In other words any person who professes the religion of Islam, in other words, accepts the unity of God and the Prophetic character of Muhammad is a Muslim.
In Azima Bibi v Munshi Shamlanand (AIR 1912), it was observed that a child born out of a Muslim couple would be a Muslim, even if he by choice goes to a Hindu temple. The person would be a Muslim, till the time he does not renounce his religion and converts to another religion.
In Bhaiya Sher Bahadur v Bhaiya Ganga Bakhsh Singh (AIR 1914), it was held that if a Muslim women has a child from a Hindu man but the child from the time he was brought up as a Hindu then in this case he would be called a Hindu. So the right to convert is given under the article 25 under the Constitution of India, which guarantees every citizen of India freedom to practice, profess and propagate one’s religion.

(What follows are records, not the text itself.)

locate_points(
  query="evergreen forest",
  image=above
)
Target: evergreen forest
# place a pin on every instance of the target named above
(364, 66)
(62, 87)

The Supreme court in Sarla Mudgal v Union of India (AIR 1995) and Lily Thomas v The Union of India(AIR 2000), has held that if a Hindu married man converts to Islam just because of the reason so as to marry a second time then it will be void and he will be punished the section 494 of the IPC for committing bigamy. Thus, it may be said that a Muslim is one who beliefs in the mission of Muhammad as the Prophet PBUH and one who says that there is one God and Muhammad PBUH is his prophet.
According to Shariah, a child born of parents either of whom is, or both of whom are Muslims, is presumed to be a Muslim. In India, however, a child born of a Muslim father is presumed to be a Muslim, but not a child of a Muslim mother and non-Muslim father, as was held by the Privy Council in Helen Skinner v. Sophia Evelina Orde2′, and by the Oudh High Court in Mohd. Azim Khan v. Saadat AH Khan.
A Muslim remains a Muslim unless he renounces Islam. A non-Muslim may embrace Islam and become a Muslim by conversion. It is not necessary to go into the motives of the convert, because there is no test or gauge to determine the sincerity of religious belief.
References :
Syed Khalid Rashid, Muslim Law ( Eastern Book Company, Lucknow, 6th Edition, 2020 ).